Did you know that a new team member typically decides within the first 30 days of employment whether they will stay with a company long term?
The impression you make in the first few weeks of employment, both as a business and as a boss, is critical to keeping those great new additions. Walking into a different work environment, meeting your team and learning the ropes of a new role can be a daunting task for even the most outgoing personality, which is why giving team members a proper welcome and induction to your business is incredibly important.
Every single person reading this has started a new job before. What is it you remember most about your first few days? Is it the office tour? The snacks in the lunchroom? Or is it the people you met and the way they made you feel?
An expectant, friendly face when you walk through the door, a solid plan in place for an induction and a clear layout of the job responsibilities should be the bare minimum to give your new team member a clear idea of what they’re walking into.
Why is it important (as a boss) to ensure that your staff feel welcomed as soon as they start?
- So that the new team member feels like a part of the team.
- It gives them an insight into the organisation, as well as the culture they are joining.
- It builds your team member’s confidence and security in their new role, which can lead to reduction in staff turnover.
- It helps foster honest and regular participation, and timely completion of tasks.
- It helps to remove anxiety, bias and confusion about the organisation and its processes.
- It fosters an environment where new employees feel comfortable with their colleagues and their assigned work.
- Word of mouth is one of the most powerful tools at your disposal. If your staff are happy and secure in their new role, they’re more likely to mention these positives to others, even future new staff.
First impressions can make or break!
What mistakes should you avoid in those first few weeks?
High turnover within an organisation can often be linked to a poor initial induction process. A poor welcome or a rushed induction is not a great way to introduce your new team member to your organisation and its culture. Some commonly made mistakes during initial weeks can include:
- Information overload- Pushing too much info too fast can be daunting for someone just starting out. You don’t want to overwhelm them with all the things they don’t know or need to learn. Spread things out, allow them time to breath and check in regularly to see how they’re doing.
- Inconsistency- Set a standard and stick to it. It’s okay to change up the way you integrate someone into the team, just make sure you’re not sacrificing their learning and comfort for the sake of productivity or because you’re ‘too busy’.
- Not being prepared– If you arrived on your first day and you had no computer, no chair and no stationary, you’d really start to question your value to the people who hired you. Make sure your new team member has everything they need to succeed and thrive in their role.

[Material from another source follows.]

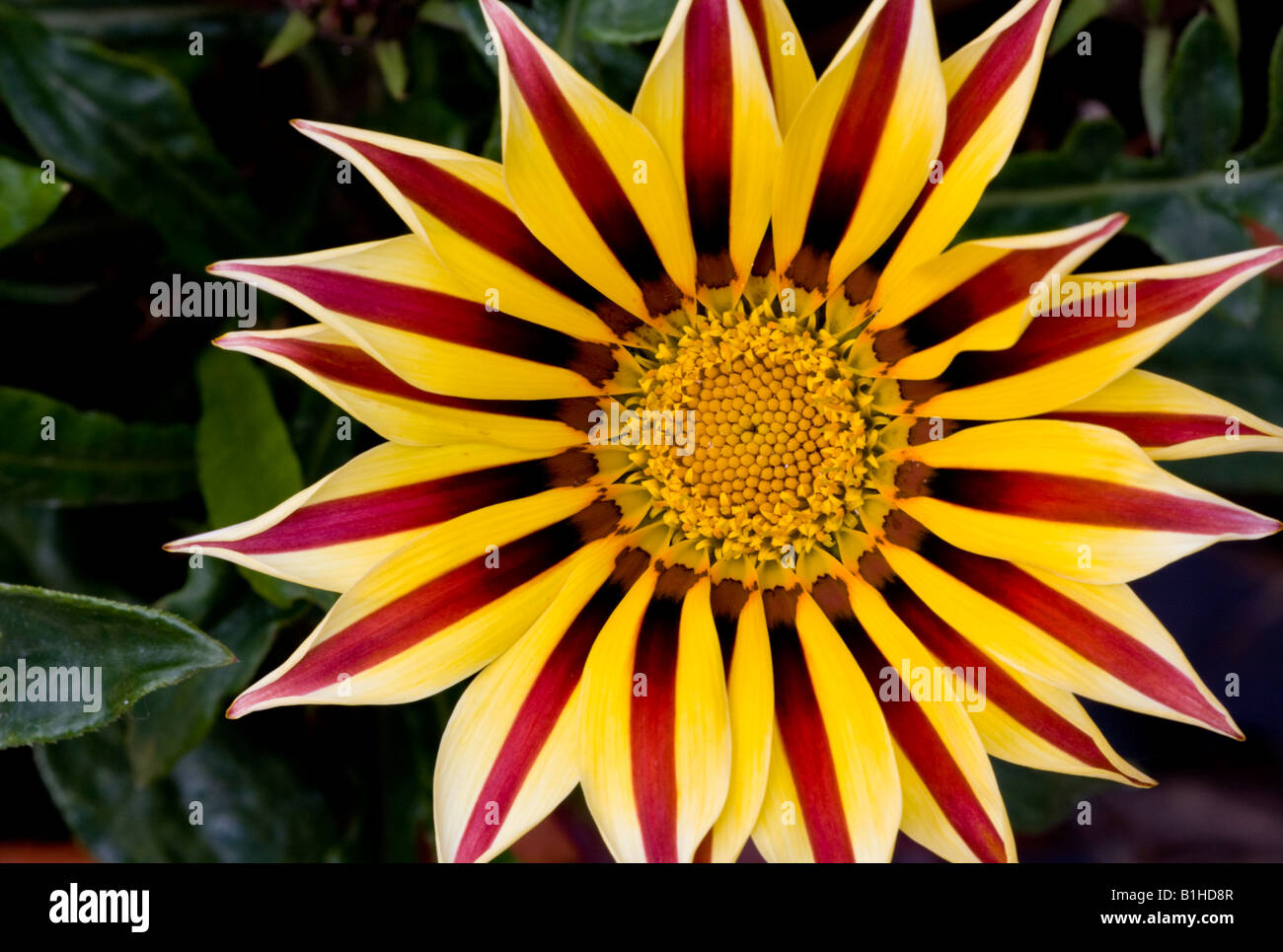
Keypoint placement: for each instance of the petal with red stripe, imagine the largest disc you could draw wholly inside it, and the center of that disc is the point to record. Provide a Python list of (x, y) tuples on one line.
[(447, 603), (833, 792), (1090, 330), (655, 729), (511, 750), (989, 84), (745, 651), (786, 64), (860, 150), (974, 297), (1170, 419), (402, 306), (333, 533), (952, 803), (460, 204), (588, 179), (1095, 640), (1077, 499), (398, 410), (707, 103), (1020, 718)]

- Assuming knowledge– The way things are done can be different at each business, which can leave new staff feeling unsure and lacking in confidence if you aren’t regularly checking in. Create an environment where your staff are comfortable asking questions and never just assume, because you know what they say about assuming!

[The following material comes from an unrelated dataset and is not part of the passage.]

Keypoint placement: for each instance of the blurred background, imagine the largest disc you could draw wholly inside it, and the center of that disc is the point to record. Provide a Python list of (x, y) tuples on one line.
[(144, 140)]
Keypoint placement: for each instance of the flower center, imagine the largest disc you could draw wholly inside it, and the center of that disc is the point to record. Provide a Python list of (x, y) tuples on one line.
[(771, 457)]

- Not allowing enough time– Make the time to give your newest member a proper welcome and introduction to their new position and team. If you are genuinely too busy to spend enough time with a new hire, another member of staff who is experienced and in a similar position could step in to help.
What do we do at Taipan?
All new Taipan staff go through an induction process in their first few weeks. During this process, they will meet with the head of each department and discuss what that department does. This way, they get a sense of who they will be working with and learn exactly who to go to for their questions. Having all employees go through a similar induction, no matter their position, is a simple reflection of our values.

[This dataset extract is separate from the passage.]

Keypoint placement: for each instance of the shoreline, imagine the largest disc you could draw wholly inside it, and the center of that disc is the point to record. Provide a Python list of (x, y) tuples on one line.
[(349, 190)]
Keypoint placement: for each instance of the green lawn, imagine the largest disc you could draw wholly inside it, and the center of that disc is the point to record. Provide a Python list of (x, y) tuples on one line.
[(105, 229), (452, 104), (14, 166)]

We know that our people are the true driving force behind our business. A new team member’s induction is the first step in fostering a successful and hopefully long-lasting relationship. They have already been through an extensive interview process to ensure they are the right fit, so we build trust by investing in their development and future with the company. For other organisations, this process may be entirely different. There is no right way or checklist to creating trust with your staff, there is only what works best for you and the team you are building.
All new staff have the potential to add a huge amount of value to your business. Organisations that don’t put their best foot forward run the risk of losing their most important asset – their people!